Jeffrey Beatty, president of Total Security Services International Inc. of Marietta, Ga., and a featured speaker at a tourism safety conference in Las Vegas last spring, told the Sun at the time that the type of convention topics that could draw opponents include genetic engineering, globalization, politics, medicine and world bank issues.

"These are the types of things that would attract people to make a political statement," Beatty said. "It would be unwise for a city like Las Vegas to think that they didn't have to plan for such contested events. But I believe the police in Las Vegas are doing their job."

Lehtinen said another concern law enforcement agencies share away from the Strip is the potential for terrorism should the federal government select Yucca Mountain, 90 miles northwest of Las Vegas, as the nation's repository for high-level nuclear waste. The Nuclear Regulatory Commission also is studying this issue.

"If they start transporting nuclear waste into our valley, what's to stop somebody from blowing up one of our trucks?" Lehtinen said.

He said law enforcement agencies are vigilant of the fact that Las Vegas is also a potential target for foreign terrorism because of the large number of non-Americans who visit here.

Foreign terrorism on U.S. soil has been rare. Two notable exceptions include the deadly 1993 World Trade Center bombing in New York City by Islamic extremists and the 1999 capture of an Algerian national caught smuggling explosives into Washington state.

Beatty said it is easier for foreign terrorists to strike American targets overseas where they may be more vulnerable. But in May he did not discount the likelihood of a foreign terrorist attack on U.S. soil coming from the likes of Middle Eastern groups or from Aum Shinrikyo, the Japanese cult responsible for the 1995 chemical nerve agent sarin attack that killed 12 and injured 6,000 in a Tokyo subway.

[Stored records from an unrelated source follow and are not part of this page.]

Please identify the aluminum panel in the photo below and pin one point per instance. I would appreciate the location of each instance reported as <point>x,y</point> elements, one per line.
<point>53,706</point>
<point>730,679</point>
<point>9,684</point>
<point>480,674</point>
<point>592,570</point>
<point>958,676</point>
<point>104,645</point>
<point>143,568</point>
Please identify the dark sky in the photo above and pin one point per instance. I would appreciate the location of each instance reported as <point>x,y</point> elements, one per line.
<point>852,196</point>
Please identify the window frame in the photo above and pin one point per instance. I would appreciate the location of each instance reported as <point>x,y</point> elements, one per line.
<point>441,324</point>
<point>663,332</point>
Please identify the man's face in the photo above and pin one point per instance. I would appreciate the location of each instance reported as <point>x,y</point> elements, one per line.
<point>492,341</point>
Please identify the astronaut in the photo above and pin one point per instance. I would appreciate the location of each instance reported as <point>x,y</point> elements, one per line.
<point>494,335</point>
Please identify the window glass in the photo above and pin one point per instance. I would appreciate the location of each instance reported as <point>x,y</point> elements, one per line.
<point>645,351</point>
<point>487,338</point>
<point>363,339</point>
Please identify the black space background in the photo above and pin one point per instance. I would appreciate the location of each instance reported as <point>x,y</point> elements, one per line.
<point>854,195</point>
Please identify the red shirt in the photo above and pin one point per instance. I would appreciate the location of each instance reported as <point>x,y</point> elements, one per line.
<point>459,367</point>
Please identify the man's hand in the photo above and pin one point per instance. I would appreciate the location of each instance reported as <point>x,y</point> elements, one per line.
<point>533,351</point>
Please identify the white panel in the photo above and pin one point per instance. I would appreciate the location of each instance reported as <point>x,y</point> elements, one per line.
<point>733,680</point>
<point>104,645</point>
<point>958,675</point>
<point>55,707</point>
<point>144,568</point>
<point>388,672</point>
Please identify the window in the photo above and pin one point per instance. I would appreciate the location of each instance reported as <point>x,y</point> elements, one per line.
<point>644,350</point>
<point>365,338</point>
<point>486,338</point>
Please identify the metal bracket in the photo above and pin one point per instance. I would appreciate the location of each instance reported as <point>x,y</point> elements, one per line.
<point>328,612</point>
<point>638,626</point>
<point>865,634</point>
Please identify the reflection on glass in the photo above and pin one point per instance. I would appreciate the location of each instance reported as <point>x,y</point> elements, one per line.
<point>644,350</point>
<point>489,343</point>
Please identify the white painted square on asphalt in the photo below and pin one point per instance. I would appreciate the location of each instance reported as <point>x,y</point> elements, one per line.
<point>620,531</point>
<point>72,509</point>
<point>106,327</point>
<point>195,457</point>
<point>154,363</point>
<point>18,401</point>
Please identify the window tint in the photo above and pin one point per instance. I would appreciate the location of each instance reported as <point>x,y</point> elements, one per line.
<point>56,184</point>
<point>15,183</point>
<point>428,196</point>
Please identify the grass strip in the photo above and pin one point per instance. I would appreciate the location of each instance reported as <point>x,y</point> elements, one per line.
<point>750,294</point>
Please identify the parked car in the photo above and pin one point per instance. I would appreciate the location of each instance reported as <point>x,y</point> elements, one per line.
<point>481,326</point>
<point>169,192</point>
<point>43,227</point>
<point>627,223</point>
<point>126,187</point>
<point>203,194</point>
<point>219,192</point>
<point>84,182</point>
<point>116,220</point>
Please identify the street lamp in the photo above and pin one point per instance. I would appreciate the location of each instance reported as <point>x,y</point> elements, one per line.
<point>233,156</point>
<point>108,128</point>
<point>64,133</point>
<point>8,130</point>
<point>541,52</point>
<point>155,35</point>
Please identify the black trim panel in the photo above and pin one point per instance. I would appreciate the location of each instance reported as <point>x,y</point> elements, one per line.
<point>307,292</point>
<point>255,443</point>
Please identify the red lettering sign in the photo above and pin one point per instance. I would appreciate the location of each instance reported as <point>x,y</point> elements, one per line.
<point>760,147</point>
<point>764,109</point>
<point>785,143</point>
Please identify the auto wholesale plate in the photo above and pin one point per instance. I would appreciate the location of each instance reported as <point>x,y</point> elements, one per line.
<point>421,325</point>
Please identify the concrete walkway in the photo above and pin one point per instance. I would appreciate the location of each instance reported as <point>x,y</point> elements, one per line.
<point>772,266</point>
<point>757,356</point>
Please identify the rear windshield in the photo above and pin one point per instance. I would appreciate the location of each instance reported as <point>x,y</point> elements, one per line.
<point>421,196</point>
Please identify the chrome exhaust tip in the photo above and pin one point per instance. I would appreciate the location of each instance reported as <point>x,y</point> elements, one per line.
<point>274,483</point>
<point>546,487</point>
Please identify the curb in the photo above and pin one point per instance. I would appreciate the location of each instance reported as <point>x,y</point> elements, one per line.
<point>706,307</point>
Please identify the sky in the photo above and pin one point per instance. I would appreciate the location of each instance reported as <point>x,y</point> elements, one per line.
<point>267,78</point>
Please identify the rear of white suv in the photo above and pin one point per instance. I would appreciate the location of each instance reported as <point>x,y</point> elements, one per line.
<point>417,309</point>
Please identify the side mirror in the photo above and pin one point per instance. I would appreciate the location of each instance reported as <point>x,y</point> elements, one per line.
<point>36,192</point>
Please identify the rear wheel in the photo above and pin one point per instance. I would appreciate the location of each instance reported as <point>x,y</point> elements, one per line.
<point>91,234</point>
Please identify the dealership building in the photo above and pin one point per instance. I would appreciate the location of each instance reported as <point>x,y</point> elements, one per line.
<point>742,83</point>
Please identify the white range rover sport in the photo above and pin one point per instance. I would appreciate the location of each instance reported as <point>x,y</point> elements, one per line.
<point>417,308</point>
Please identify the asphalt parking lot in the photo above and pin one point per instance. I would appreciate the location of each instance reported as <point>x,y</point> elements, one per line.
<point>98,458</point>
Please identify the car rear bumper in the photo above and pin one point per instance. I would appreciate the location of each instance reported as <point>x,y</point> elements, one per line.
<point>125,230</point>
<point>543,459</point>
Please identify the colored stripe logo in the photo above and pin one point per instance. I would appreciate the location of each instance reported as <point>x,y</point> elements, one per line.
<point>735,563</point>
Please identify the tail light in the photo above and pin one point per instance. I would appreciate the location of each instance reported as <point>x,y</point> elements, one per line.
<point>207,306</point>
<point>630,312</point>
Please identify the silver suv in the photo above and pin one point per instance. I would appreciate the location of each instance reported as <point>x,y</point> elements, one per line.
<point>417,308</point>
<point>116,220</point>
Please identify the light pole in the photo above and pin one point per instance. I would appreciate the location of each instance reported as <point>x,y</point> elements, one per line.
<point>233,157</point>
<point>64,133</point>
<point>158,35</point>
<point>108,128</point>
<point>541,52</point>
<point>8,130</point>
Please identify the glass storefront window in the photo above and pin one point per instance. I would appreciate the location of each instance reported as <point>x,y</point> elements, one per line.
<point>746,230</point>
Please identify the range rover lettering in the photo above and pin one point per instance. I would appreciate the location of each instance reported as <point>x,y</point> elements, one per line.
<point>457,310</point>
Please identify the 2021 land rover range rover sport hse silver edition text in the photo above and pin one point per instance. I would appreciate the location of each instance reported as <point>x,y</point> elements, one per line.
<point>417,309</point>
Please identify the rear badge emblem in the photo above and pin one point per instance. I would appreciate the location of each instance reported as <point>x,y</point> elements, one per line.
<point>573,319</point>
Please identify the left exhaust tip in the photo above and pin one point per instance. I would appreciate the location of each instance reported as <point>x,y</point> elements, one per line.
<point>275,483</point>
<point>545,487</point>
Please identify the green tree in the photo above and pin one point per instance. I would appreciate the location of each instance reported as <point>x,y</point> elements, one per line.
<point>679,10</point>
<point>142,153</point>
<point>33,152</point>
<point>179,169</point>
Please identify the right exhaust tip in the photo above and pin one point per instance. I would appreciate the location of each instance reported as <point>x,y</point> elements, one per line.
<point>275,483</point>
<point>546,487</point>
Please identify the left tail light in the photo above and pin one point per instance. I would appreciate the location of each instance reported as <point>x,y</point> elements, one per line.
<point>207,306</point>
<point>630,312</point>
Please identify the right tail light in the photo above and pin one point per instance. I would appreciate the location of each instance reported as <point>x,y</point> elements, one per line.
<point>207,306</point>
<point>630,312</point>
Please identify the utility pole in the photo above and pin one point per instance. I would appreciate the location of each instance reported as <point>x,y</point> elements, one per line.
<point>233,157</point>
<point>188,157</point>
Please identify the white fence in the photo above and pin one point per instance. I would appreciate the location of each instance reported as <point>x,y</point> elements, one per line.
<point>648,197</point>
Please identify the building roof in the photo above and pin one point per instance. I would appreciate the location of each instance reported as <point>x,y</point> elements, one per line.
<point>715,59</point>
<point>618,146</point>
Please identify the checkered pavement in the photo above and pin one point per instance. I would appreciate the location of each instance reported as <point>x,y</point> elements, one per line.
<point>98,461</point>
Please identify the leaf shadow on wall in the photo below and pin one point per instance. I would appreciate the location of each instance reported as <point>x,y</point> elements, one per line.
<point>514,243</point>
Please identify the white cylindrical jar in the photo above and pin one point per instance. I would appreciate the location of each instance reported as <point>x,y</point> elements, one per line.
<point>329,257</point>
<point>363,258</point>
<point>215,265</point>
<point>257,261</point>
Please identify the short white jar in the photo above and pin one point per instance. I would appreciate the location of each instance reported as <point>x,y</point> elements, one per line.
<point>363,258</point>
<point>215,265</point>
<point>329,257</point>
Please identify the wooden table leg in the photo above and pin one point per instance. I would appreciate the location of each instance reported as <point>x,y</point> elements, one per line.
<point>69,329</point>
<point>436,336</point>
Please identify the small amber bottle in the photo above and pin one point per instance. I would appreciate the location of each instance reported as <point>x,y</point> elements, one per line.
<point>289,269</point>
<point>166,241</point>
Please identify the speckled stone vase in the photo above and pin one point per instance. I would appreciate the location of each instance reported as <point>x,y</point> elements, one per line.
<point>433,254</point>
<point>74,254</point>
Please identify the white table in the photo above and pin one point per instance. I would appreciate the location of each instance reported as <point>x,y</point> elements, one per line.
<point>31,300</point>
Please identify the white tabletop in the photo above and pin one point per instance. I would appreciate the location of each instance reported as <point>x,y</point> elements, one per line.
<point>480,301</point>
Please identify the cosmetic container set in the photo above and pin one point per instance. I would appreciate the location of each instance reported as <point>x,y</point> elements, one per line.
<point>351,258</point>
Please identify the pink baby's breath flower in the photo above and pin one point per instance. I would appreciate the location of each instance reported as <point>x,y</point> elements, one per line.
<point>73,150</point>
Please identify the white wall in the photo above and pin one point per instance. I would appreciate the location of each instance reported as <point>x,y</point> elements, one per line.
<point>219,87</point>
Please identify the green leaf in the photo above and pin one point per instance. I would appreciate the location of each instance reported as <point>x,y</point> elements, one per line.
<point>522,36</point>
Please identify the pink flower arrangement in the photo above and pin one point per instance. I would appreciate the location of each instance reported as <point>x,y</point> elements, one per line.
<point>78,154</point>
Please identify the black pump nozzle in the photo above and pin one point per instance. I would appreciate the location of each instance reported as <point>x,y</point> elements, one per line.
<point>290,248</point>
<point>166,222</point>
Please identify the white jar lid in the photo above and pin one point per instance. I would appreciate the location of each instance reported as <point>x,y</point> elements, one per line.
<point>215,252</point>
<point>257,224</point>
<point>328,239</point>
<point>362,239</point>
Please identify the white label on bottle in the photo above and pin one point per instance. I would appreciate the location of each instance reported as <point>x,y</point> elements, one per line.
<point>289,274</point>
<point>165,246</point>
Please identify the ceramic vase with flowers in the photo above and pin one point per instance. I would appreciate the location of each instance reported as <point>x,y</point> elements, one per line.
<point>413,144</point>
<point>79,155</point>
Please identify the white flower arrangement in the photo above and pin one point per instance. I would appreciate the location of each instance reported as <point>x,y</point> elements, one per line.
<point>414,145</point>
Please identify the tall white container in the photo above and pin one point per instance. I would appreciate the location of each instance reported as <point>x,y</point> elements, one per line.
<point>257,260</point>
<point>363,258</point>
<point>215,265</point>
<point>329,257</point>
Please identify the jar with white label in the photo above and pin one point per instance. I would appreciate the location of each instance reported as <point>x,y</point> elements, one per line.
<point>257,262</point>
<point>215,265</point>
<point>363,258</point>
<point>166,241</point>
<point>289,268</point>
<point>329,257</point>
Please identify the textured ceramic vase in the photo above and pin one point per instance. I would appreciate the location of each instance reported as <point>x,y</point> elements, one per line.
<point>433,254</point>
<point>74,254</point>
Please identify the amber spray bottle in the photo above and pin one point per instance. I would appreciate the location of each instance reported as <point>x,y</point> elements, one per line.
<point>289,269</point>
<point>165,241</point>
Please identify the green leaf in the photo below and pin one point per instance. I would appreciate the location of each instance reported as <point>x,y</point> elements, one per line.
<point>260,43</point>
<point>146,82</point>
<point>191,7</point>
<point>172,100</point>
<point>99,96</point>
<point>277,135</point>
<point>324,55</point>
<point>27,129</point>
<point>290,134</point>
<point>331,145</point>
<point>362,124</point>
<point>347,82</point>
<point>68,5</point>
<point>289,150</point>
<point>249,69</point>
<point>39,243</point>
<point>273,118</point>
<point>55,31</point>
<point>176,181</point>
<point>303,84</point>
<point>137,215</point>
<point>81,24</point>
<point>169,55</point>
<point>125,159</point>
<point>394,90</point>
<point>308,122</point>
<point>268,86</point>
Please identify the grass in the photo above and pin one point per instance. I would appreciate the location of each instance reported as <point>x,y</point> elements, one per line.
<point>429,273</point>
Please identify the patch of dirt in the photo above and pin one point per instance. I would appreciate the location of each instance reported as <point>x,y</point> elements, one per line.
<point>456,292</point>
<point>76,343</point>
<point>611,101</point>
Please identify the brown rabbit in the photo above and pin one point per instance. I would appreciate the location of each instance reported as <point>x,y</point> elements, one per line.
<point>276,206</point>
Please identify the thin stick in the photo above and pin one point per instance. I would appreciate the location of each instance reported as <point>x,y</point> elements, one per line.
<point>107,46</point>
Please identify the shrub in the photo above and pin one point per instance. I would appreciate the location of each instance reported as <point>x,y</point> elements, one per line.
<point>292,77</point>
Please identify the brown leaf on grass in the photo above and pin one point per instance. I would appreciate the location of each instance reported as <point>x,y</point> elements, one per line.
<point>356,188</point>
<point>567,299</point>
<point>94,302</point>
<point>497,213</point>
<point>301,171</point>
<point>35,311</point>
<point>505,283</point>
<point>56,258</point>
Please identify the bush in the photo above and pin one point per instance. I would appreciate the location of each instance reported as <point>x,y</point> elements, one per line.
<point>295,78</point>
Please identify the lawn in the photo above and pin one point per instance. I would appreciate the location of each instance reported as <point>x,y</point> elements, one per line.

"Domestic terrorist groups do not want to cause casualties among ma and pa Americans so they do not target the general population," Beatty said. "But foreign terrorists don't give a damn."

After the Oklahoma City bombing that killed 168 people in April 1995, federal, state and local authorities examined ways to beef up security in Nevada's public buildings. The Lloyd D. George Federal Courthouse that opened last year at 333 Las Vegas Blvd. South was one of the nation's first federal buildings constructed with new blast-resistance standards following the bombing.

Metro, as well as other local law enforcement agencies and medical professionals, also have benefitted from federal funding by training employees to respond to terrorist attacks. The training involves biological, chemical and nuclear material.

Mike Myers, a training officer for the Las Vegas Fire Department, is preparing a medical response plan for terrorist and other mass-disaster incidents that he hopes to have operational for the valley by the end of 2002.

"If it happened in Las Vegas today, there would be some difficulties," Myers told the Sun in May regarding medical response. "The worst problems would be with hospital overcrowding and lack of ability by the hospitals to handle decontamination on a mass scale."